If you have experienced the death of someone close to you, you already know that it’s impossible to fit what your heart and soul are feeling into a neat and linear progression. That’s because grief simply isn’t, neat or linear.
Maybe it helps to think of a grieving heart, the same way we think of a heart in love. It’s ever-changing. It may expand, as we allow for more vulnerability. There are moments we feel anger, confusion, loneliness, relief, and a yearning…all wrapped in the experience we call “being in love”. There is no rhyme or reason for the ways or how we experience love.
As years go by, love often settles in. It may not feel as magnified as it did in the beginning, perhaps it feels more so, but it certainly continues to exist. The shape and intensity take on a new and different form.
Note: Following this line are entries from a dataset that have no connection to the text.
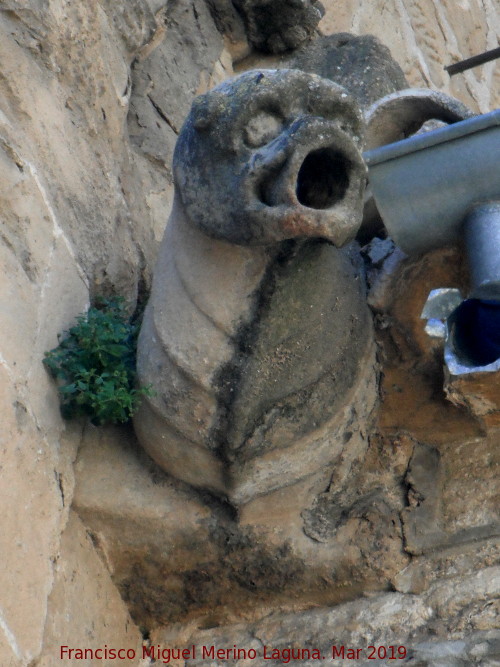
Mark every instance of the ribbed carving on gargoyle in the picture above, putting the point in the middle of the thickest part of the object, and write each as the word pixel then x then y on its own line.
pixel 256 328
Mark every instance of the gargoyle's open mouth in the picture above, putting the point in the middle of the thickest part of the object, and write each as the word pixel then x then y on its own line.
pixel 323 178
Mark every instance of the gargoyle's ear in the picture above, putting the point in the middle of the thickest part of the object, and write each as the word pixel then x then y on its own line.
pixel 205 110
pixel 400 114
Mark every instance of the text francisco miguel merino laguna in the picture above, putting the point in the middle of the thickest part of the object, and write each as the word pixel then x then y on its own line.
pixel 284 655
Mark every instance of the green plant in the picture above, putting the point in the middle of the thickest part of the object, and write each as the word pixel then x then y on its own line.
pixel 95 364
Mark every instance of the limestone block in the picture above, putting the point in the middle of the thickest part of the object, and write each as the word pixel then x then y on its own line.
pixel 454 624
pixel 84 608
pixel 245 385
pixel 426 35
pixel 166 79
pixel 280 26
pixel 178 556
pixel 33 512
pixel 362 64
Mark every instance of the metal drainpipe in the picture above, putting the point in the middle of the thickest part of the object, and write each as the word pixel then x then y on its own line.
pixel 440 188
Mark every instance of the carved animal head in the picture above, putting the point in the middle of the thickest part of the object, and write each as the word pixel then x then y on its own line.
pixel 272 155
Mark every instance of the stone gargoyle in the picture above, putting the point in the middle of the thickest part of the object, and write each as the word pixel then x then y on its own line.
pixel 256 337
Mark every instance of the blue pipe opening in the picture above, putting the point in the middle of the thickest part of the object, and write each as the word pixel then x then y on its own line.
pixel 475 331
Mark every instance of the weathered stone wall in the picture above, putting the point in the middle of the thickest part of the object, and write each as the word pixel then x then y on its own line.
pixel 83 203
pixel 426 35
pixel 91 99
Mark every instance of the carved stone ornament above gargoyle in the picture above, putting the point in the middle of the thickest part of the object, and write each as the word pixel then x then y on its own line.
pixel 256 333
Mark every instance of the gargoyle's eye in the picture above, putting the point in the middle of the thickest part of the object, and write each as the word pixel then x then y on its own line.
pixel 262 128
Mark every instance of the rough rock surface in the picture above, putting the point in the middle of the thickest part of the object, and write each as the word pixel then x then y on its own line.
pixel 275 26
pixel 363 65
pixel 453 624
pixel 83 208
pixel 80 213
pixel 267 167
pixel 426 35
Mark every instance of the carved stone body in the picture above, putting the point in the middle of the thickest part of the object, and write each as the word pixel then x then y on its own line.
pixel 257 331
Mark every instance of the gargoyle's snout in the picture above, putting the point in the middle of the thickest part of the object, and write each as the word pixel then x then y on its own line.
pixel 317 183
pixel 323 178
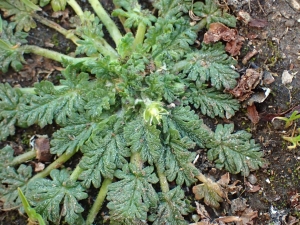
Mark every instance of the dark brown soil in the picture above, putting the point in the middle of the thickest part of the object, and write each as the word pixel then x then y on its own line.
pixel 278 44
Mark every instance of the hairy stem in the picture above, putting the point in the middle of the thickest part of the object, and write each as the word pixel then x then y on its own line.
pixel 136 160
pixel 75 174
pixel 75 7
pixel 56 164
pixel 164 185
pixel 28 90
pixel 98 202
pixel 56 27
pixel 106 20
pixel 199 26
pixel 56 56
pixel 140 34
pixel 23 158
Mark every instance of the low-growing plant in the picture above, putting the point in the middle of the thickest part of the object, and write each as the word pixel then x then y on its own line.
pixel 125 112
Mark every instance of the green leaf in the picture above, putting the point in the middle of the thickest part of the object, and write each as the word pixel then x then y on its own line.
pixel 55 103
pixel 6 156
pixel 71 138
pixel 234 151
pixel 57 197
pixel 131 9
pixel 31 213
pixel 90 30
pixel 213 102
pixel 103 153
pixel 9 47
pixel 212 64
pixel 169 40
pixel 125 46
pixel 9 106
pixel 188 124
pixel 58 5
pixel 143 138
pixel 172 207
pixel 172 8
pixel 138 195
pixel 210 191
pixel 213 13
pixel 178 159
pixel 10 181
pixel 20 13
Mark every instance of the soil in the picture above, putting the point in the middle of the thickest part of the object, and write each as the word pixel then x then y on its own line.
pixel 277 184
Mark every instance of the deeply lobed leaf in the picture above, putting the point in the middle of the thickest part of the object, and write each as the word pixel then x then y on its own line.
pixel 57 197
pixel 235 152
pixel 138 195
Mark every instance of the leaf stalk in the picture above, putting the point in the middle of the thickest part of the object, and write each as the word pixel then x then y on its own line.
pixel 98 202
pixel 107 21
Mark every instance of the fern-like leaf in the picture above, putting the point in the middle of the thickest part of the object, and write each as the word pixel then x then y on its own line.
pixel 103 153
pixel 57 197
pixel 9 104
pixel 138 195
pixel 169 39
pixel 144 139
pixel 210 191
pixel 188 124
pixel 212 64
pixel 234 151
pixel 178 159
pixel 172 208
pixel 213 102
pixel 213 13
pixel 11 179
pixel 19 13
pixel 9 43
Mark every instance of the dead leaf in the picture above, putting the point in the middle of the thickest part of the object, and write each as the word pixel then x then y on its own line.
pixel 217 32
pixel 229 219
pixel 249 55
pixel 202 211
pixel 233 47
pixel 248 81
pixel 258 23
pixel 247 217
pixel 286 77
pixel 238 205
pixel 252 114
pixel 252 188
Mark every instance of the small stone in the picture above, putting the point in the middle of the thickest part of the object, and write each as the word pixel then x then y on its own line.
pixel 290 23
pixel 252 179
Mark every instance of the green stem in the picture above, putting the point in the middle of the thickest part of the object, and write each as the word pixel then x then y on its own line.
pixel 51 54
pixel 56 164
pixel 140 34
pixel 98 202
pixel 107 21
pixel 164 185
pixel 75 7
pixel 75 174
pixel 23 158
pixel 136 160
pixel 199 26
pixel 55 26
pixel 28 90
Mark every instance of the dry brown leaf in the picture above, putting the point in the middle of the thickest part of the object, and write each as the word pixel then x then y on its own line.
pixel 217 32
pixel 201 211
pixel 252 114
pixel 248 81
pixel 229 219
pixel 247 217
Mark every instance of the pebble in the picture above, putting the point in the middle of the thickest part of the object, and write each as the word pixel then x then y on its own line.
pixel 290 23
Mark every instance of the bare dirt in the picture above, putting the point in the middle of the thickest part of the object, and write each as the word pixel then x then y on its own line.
pixel 272 190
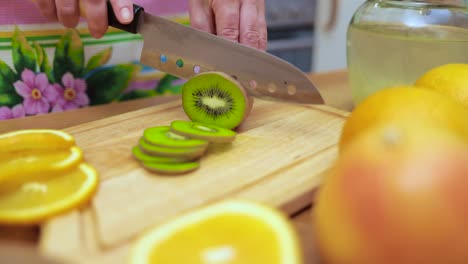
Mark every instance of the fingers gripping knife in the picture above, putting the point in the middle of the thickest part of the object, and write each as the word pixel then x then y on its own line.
pixel 184 52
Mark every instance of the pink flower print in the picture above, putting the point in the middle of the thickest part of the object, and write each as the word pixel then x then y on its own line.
pixel 36 91
pixel 72 95
pixel 16 112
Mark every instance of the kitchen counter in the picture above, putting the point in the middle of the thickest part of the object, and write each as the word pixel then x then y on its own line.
pixel 333 85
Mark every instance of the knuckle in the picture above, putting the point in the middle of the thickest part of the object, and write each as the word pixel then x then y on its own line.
pixel 197 23
pixel 94 2
pixel 229 33
pixel 251 37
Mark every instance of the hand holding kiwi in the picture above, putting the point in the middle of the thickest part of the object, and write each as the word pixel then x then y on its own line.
pixel 215 104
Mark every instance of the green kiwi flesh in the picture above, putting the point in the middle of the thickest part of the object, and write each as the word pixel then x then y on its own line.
pixel 153 150
pixel 171 168
pixel 143 157
pixel 215 98
pixel 209 132
pixel 162 136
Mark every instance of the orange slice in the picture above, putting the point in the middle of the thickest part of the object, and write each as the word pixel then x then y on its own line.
pixel 34 201
pixel 35 139
pixel 227 232
pixel 27 164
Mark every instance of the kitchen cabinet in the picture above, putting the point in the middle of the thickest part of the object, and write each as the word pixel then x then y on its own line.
pixel 332 18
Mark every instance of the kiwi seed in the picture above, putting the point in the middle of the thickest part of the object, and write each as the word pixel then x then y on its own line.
pixel 215 98
pixel 209 132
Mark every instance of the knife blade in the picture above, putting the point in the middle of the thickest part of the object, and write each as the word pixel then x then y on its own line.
pixel 184 51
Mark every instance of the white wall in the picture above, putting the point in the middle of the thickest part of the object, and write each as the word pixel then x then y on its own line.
pixel 329 52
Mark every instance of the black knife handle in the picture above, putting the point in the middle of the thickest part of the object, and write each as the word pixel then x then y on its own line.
pixel 132 27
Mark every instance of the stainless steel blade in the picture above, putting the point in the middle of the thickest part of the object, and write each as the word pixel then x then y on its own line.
pixel 184 51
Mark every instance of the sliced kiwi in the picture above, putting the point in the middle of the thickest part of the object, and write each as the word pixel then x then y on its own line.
pixel 215 98
pixel 171 168
pixel 162 136
pixel 143 157
pixel 188 153
pixel 209 132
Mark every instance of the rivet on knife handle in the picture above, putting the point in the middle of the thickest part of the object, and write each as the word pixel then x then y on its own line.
pixel 132 27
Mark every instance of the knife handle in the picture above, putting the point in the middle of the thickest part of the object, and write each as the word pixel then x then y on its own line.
pixel 132 27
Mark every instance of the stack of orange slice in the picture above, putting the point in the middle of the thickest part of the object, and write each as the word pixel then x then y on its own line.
pixel 42 174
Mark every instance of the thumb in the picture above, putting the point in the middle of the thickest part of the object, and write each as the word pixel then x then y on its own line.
pixel 123 10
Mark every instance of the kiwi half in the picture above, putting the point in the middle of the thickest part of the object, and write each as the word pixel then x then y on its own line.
pixel 209 132
pixel 143 157
pixel 162 136
pixel 188 153
pixel 215 98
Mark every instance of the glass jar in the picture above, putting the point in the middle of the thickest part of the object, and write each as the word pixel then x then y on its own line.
pixel 394 42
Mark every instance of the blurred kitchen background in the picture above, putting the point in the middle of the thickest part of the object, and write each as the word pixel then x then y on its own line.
pixel 310 34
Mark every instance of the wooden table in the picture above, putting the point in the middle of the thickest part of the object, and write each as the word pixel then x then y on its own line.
pixel 334 88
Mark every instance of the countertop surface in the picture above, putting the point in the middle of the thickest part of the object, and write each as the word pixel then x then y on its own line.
pixel 332 85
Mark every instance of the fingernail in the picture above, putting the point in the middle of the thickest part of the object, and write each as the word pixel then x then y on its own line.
pixel 125 13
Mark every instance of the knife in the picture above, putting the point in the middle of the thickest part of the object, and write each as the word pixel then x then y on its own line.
pixel 184 51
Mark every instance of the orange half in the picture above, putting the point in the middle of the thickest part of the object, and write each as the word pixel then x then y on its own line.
pixel 227 232
pixel 35 139
pixel 24 165
pixel 34 201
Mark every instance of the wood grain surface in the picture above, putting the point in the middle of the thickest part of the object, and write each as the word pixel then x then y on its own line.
pixel 80 236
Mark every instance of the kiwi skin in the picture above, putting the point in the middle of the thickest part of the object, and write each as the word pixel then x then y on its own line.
pixel 188 153
pixel 227 137
pixel 162 139
pixel 139 155
pixel 248 104
pixel 173 169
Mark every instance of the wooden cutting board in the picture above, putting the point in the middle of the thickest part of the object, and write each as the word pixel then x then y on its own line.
pixel 279 157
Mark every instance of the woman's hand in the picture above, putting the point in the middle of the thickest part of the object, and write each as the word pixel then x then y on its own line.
pixel 238 20
pixel 68 13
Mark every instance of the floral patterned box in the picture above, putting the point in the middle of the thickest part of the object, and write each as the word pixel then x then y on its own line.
pixel 45 67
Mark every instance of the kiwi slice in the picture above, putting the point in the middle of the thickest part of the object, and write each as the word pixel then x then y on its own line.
pixel 187 153
pixel 215 98
pixel 143 157
pixel 162 136
pixel 209 132
pixel 171 168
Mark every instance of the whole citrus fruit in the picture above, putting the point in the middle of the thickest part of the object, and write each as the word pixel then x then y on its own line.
pixel 396 195
pixel 405 104
pixel 448 79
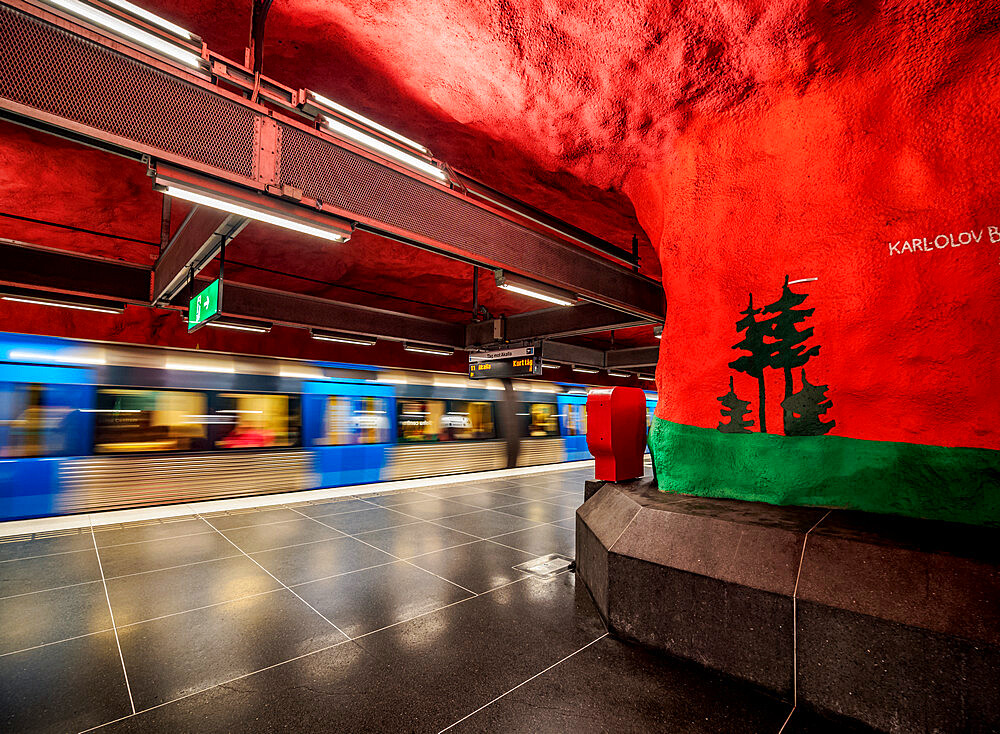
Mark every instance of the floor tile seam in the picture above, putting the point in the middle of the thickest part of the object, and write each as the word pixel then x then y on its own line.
pixel 408 563
pixel 314 609
pixel 56 642
pixel 111 612
pixel 304 655
pixel 525 682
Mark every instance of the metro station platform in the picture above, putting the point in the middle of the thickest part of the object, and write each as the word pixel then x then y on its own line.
pixel 393 612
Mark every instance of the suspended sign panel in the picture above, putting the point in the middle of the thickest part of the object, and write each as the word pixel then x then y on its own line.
pixel 205 306
pixel 514 362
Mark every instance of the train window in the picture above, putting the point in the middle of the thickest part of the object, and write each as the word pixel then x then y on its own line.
pixel 35 421
pixel 355 420
pixel 130 420
pixel 538 419
pixel 576 419
pixel 253 420
pixel 467 420
pixel 420 420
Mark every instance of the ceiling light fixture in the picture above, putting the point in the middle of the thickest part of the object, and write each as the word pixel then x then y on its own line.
pixel 119 26
pixel 358 117
pixel 526 287
pixel 383 148
pixel 36 298
pixel 152 18
pixel 215 202
pixel 336 336
pixel 257 327
pixel 427 349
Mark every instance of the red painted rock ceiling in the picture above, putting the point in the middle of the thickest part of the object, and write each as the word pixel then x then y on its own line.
pixel 750 141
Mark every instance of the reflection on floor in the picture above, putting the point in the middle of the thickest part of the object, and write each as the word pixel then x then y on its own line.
pixel 396 613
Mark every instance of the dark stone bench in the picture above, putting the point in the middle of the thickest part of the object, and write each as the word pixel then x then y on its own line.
pixel 891 621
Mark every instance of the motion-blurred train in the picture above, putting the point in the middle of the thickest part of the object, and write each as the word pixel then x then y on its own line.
pixel 91 426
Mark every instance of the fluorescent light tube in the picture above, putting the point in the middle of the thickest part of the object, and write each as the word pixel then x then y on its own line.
pixel 240 327
pixel 255 214
pixel 128 30
pixel 425 349
pixel 536 294
pixel 531 289
pixel 152 18
pixel 333 336
pixel 62 304
pixel 418 164
pixel 325 101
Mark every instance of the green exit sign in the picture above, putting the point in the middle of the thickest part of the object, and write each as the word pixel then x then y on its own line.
pixel 205 306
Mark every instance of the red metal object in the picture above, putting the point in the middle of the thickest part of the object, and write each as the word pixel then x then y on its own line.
pixel 616 432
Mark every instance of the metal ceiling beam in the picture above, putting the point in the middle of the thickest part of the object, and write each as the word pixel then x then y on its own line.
pixel 572 354
pixel 221 134
pixel 196 242
pixel 634 357
pixel 37 267
pixel 265 304
pixel 584 318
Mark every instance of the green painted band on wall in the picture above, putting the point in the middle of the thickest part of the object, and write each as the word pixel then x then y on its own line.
pixel 935 482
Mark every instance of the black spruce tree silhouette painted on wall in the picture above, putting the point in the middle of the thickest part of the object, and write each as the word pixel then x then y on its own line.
pixel 789 349
pixel 735 410
pixel 759 357
pixel 803 409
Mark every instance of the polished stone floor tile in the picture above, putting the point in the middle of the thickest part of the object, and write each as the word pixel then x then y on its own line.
pixel 119 560
pixel 281 534
pixel 50 616
pixel 418 676
pixel 539 511
pixel 66 687
pixel 363 521
pixel 12 549
pixel 479 566
pixel 47 572
pixel 302 563
pixel 488 500
pixel 542 539
pixel 145 596
pixel 177 655
pixel 485 523
pixel 407 541
pixel 431 509
pixel 397 498
pixel 154 531
pixel 611 686
pixel 333 507
pixel 367 600
pixel 256 517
And just as love is a fluid process, so is that of grief.
Although our hearts may be tempted to put both love and grief into a box tied up with a pretty ribbon, we simply can’t. And why would we want to? Love and grief are both mostly the outgrowth of joy. The joy we experience when two hearts collide. When relationships break-up love doesn’t disappear into thin air. Neither does it when someone dies.
So, just as we give permission to the heart “in love” to ebb and flow, we must do the same for our hearts “in grief”.
Be as gentle toward your “grieving heart” as you would for your heart “in love”.